You are in control of the booth mixer but the engineer has overall control from upstairs – even down to individual speaker stacks.
“It’s generally a no-no for me to touch the [booth] mixer,” says Rob, “but if you max it out then the sound is going to distort and I have had to have a word in the past.
“Everything’s limited so there’s protection there, but there’s no limiter fast enough all the time that will catch everything – once in a while they will pop something.”
Also, people act as sound absorbers, so the busier the dancefloor the more volume is needed.
Rob says: “To us they are water bags. The more people you get in, the more they mask how loud it is. So if you have it at full blast when there’s hardly anyone in, it’ll just rattle about all over the place.”
So you get the call – the club wants you to play – but what happens with equipment?
Rob explains: “The headline DJ always gets priority – their spec supercedes what anyone else wants – this or that mixer.

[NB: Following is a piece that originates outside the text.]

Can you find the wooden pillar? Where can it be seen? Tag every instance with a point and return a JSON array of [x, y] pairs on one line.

“Here it’s mainly a fight between the DJM800 [Pioneer] and the Allen And Heath [Xone 92] though Armin van Buuren requested the Pioneer DJM2000 mixer to go with the CDJ2000s.
If you’re bringing other gear (controller with a laptop etc) it’s a good idea to warn the engineer because at Sankeys he will be the one plugging it into the mixer.
“Most of my trouble comes from the DJ changeovers – sometimes I have to say to the DJ ‘look you’re not gonna do that tonight mate’”, adds Rob.
Jozef K working the CDJ2000s – would you be comfortable using this gear?
7. I wanna scratch!
With scratch DJs and turntablists the harsh mids can be an issue at a club.
“Some of the bigger scratch DJs will come in and do a sound-check beforehand and we’ll EQ a system to what they want – we just have a chat with them about their requirements”, says Rob.
However, unless you’re a big name it’s unlikely you’ll get this opportunity – but do at least warn the engineer you might be scratching.
8. A big system will expose poor file quality
Rob says: “With some MP3s you’re like “oooh god” – I have to run upstairs and take the top end out because you can just hear them straight away.
“The higher quality MP3s are ok but if it’s below 192 kbits/sec you really start noticing it, in fact once you go below 320 you start to hear it.”
Jozef K prefers not to mix WAVs with 320s during a set: “I get the piss taken out of me for it, but I think the change in dynamics is too noticeable on these massive speakers.”
You don’t want to undermine an intense breakdown like the one below with poor MP3s:
9. Alternative DJs beware!
Keep in mind that that the system is not designed for a country and western – rock – blues mashup.
Rob says: “It wouldn’t sound great because it’s been set up for dance music. It’s been tweaked and tweaked and tweaked but always around the dance genre. Every once in a while we do get the occasional band here and we can tweak things to sound better for bands but most of the time there’s no need for that.”
10. Know your shit!
Rob says: “Never turn up to a venue with something you don’t know how to use. I’ve had kids turn up with Serato and never used it before!
“Because for us house engineers – all we need to know is how to plug it in and how to look out for errors on it – we don’t need to know how it works.
“But some DJs will think we know how to use everything – but there are too many things out there. A guitarist wouldn’t ask the engineer to tune up for him.”